In her first interview since the Mariupol bombing, Vyshemirsky spoke with the BBC about how she ended up in the global spotlight. On February 28, just days before the bombing, she posted a photo on Instagram of her holding clothes for her impending baby, teasing the question to her followers of whether they think she will have a girl or boy.

"We had a quiet and simple life, and then, of course, things were turned upside down," she said. 

She was soon admitted to the hospital in Mariupol, and on March 9, she said the airstrike hit as she was speaking with another woman in the maternity ward. She told the BBC that she pulled her blanket over her head after the first strike, and then another hit. 

"You could hear everything flying around, shrapnel and stuff," she said. "The sound was ringing in my ears for a very long time." 

Vyshemirsky escaped relatively unharmed physically, with a cut on her forehead and some glass in her skin. Her photographs were taken by journalists as she was exiting the building and waiting outside for her belongings. 
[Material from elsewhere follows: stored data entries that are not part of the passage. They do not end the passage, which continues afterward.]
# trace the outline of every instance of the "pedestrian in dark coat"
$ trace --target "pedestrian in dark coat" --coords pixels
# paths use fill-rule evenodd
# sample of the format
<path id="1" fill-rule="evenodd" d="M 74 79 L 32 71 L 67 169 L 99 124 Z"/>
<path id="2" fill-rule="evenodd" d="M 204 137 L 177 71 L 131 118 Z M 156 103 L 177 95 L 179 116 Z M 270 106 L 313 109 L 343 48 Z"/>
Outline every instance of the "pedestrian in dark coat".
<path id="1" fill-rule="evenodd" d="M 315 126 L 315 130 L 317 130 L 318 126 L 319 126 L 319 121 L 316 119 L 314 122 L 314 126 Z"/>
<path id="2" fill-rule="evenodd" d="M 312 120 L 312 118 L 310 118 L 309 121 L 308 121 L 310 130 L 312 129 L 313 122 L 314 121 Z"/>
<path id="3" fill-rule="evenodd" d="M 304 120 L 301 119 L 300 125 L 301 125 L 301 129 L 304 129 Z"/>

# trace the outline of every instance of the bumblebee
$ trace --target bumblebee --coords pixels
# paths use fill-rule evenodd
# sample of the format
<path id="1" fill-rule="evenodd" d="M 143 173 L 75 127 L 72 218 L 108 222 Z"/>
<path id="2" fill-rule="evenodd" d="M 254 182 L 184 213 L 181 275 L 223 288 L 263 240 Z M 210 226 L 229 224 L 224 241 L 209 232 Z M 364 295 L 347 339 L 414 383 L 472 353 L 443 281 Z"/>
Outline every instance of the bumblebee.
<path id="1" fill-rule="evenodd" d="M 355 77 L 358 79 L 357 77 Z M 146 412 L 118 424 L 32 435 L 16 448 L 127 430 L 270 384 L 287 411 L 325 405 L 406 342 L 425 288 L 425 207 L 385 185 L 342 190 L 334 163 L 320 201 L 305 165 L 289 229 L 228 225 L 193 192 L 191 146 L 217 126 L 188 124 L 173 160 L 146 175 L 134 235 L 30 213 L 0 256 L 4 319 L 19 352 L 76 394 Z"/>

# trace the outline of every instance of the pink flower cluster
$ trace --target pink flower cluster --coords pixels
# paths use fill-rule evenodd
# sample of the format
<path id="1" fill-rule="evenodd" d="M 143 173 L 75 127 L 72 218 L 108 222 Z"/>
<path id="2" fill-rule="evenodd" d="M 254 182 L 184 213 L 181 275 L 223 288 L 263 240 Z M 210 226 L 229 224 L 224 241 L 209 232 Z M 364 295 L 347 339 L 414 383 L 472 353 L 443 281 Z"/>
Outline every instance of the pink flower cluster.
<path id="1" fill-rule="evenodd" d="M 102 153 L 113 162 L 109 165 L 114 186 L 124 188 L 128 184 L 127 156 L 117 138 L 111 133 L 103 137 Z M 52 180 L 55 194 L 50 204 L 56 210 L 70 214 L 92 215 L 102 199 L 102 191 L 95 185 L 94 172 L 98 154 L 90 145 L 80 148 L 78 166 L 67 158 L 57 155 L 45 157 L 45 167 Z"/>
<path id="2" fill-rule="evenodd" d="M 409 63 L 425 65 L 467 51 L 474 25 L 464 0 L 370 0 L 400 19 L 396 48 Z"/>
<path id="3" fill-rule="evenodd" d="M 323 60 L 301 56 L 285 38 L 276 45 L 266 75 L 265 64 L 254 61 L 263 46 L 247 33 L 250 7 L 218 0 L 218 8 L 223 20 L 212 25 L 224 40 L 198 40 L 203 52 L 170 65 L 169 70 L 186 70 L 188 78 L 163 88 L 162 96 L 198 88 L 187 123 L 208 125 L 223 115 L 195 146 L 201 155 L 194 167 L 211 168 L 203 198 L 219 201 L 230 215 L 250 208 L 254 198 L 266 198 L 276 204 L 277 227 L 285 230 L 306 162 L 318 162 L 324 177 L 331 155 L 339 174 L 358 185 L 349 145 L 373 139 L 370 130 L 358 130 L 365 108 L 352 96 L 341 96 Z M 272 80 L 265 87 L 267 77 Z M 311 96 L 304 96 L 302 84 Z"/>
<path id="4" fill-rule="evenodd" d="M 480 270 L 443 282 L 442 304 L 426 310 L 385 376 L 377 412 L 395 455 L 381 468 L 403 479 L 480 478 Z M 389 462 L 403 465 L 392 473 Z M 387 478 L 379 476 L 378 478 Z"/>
Those photos quickly created a spiral of backlash, with a pro-Kremlin Telegram channel alleging that the pictures were "staged," according to the BBC. 

Marc Owen Jones, a professor at Hamad Bin Khalifa University in Qatar, posted a graph at the end of March showing how quickly and vastly disinformation about Vyshemirsky spread. He found 1,600 tweets, replies and retweets from 1,300 unique accounts that attempted to discredit her experience at the hospital. 

"They all accuse her of being involved in propaganda," he said. "Some falsely claim she was reportedly killed." 

Two days after the attack and still in the clothes she wore as she fled from the heavily damaged building, Vyshemirsky gave birth to a baby girl, named Veronika, in a different hospital. During this time, she was still unaware of the disinformation storm that was swirling around her.  

The next time she checked her Instagram account, she said it was filled with accusations and threats. 

"It was really offensive to hear that because I actually lived through it all," she said. "...I received threats that they would come and find me, that I would be killed, that my child would be cut into pieces."

But in her interview with BBC, Vyshemirsky did not directly criticize Russian officials. She instead said that she was offended that the journalists who posted her photo did not interview other pregnant women who could confirm the attack happened. According to Vyshemirsky, journalists arrived when the last patients at the hospital, including her, were evacuated. 

On April 10, a month after the birth of her daughter, Vyshemirsky posted a photo of her holding her daughter's hand on Instagram, saying she doesn't hold a grudge against anyone and that there is no room in her soul for insults. 

"I want to teach my daughter the same," she said, according to a translation, "so that her soul remains bright and pure and filled with love and piety." 

"I want to wish everyone on Earth that your children do not know the word 'war,'" she continued, "that your fathers, husbands, sons and brothers always return home, that love reigns in your soul."